Das gilt gerade jetzt, wo es so aussieht, als würde die Mehrwertsteuer für Gastronomen wieder auf sieben Prozent sinken. In der Schweiz hat eine Studie sogar gezeigt, dass Bargeld für die Gesellschaft das teuerste Zahlungsmittel ist. Weder aus Sicht der Verbraucher noch der Gastronomen kann es ein echtes Interesse an Bargeldzahlungen im Alltag geben.

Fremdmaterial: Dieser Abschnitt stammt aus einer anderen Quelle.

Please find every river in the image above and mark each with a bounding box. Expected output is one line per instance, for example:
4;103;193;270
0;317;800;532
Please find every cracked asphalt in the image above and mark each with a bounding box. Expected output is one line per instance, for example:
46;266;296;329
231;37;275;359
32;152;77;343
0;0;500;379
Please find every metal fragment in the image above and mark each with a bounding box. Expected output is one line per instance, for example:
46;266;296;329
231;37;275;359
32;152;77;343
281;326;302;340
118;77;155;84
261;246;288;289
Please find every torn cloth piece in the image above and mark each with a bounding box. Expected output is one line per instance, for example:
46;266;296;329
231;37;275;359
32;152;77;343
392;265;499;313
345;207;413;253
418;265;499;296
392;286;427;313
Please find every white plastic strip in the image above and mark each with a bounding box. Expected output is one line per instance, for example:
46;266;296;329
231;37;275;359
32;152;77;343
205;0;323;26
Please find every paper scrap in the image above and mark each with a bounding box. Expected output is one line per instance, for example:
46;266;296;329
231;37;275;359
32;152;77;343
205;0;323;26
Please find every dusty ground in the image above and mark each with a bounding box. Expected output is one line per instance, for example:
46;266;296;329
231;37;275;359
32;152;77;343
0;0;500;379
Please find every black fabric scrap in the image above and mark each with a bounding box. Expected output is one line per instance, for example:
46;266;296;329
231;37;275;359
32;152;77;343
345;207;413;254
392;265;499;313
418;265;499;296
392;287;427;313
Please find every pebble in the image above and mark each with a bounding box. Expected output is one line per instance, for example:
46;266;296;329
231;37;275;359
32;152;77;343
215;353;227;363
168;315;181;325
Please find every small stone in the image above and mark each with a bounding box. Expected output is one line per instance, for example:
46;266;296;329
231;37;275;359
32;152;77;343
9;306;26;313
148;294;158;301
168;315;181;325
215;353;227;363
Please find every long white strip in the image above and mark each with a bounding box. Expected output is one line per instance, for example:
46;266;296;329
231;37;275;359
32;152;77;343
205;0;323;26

Zumindest dann nicht, wenn die Firmeninhaber nicht ein bisschen Steuern hinterziehen wollen.
Bargeld abschaffen: Friedrich Merz muss das lösen
Da es für die schwarzen Schafe der Branche mangels ausreichender Kontrollen keine Anreize gibt, die Barzahlungen einzudämmen, braucht es einen Eingriff durch die Politik. In ihrem Koalitionsvertrag haben Union und SPD das immerhin angeschnitten, wenn sie fordern, dass mittelfristig zumindest die Option auf eine digitale Zahlart gegeben sein soll. Aus meiner Sicht reicht das aber lange nicht aus. Wer die gestohlenen Steuermilliarden wirklich zurückholen will, der muss sich zu einer Kartenzahlungs- und Rechnungspflicht für Gastronomen durchringen. Anders können wir das Problem nicht lösen. Und wir müssen es lösen. Denn unsere Gesellschaft braucht das Geld. Außerdem wäre es nur fair. Allen gegenüber.